Segundo ela, a adoção de protocolos técnicos de manejo impacta diretamente indicadores produtivos, como ganho de peso, redução de mortalidade, qualidade de carcaça e eficiência econômica das fazendas.
“O bem-estar animal hoje é critério técnico e econômico. Não é mais opcional”, disse.
Carmen implementa práticas estruturadas de bem-estar desde 2007. De acordo com a pecuarista, os resultados foram mensuráveis.
Entre os indicadores citados, a taxa de perda pré-parto caiu de 9,7% para 4%. Já a mortalidade do rebanho, que era de 14%, recuou para cerca de 1,6% na safra mais recente.
Segundo ela, a mudança não envolveu soluções tecnológicas isoladas, mas transformação na gestão e na mentalidade da equipe.
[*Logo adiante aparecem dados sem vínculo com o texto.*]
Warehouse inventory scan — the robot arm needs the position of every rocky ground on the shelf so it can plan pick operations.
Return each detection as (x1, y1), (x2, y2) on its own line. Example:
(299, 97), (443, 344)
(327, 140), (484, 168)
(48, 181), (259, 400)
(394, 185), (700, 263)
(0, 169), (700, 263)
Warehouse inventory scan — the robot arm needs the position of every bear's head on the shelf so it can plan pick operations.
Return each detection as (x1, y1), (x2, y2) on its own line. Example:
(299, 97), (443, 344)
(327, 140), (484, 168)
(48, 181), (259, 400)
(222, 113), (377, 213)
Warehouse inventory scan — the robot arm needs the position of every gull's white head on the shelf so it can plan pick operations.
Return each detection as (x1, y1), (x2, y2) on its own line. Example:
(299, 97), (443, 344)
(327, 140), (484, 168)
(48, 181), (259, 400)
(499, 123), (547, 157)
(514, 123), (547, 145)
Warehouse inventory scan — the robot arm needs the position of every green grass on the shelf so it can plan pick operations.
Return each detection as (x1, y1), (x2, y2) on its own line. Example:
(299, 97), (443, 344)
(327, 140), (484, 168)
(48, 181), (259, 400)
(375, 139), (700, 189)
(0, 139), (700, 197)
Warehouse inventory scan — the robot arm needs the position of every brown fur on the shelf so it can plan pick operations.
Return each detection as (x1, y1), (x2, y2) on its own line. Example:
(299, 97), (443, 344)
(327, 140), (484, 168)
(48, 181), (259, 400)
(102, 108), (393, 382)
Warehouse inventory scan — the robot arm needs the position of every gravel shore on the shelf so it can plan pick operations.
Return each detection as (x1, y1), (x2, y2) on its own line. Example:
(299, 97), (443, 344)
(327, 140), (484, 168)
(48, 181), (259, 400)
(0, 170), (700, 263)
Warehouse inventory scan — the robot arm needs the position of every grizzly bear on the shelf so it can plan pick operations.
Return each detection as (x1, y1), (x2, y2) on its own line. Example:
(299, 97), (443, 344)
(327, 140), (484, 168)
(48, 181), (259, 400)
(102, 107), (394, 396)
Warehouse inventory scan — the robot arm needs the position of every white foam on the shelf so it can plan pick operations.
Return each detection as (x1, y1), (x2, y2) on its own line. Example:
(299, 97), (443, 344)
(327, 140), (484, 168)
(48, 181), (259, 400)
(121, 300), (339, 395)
“O maior investimento foi em pessoas e treinamento. Se a gente para de treinar, a equipe retrocede”, disse.
A pecuarista destacou a importância da adoção de procedimentos operacionais padrão (POPs) e de metas atreladas a bonificações para envolver toda a equipe no processo.
Mercado internacional e pressão do consumidor
O tema ganhou ainda mais relevância diante da expansão das exportações brasileiras de carne. Em 2024, o país registrou recorde histórico nas vendas externas do setor, superando US$ 26 bilhões. Até setembro de 2025, as exportações já somavam US$ 22,5 bilhões.
Para Carmen, mercados internacionais valorizam rastreabilidade, sustentabilidade e práticas alinhadas ao bem-estar animal.
“O consumidor final é quem pressiona a produção. Ele quer saber como aquela carne foi produzida”, afirmou.
Ela citou como exemplo o mercado de ovos livres de gaiola, cuja demanda cresceu nos últimos anos impulsionada por exigências do varejo e do consumidor.
Para Carmen, o bem-estar animal é um elemento central da sustentabilidade, pois envolve aspectos ambientais, sociais e econômicos da produção.
“Não dá para pensar em pecuária moderna sem integrar bem-estar e sustentabilidade”, afirmou.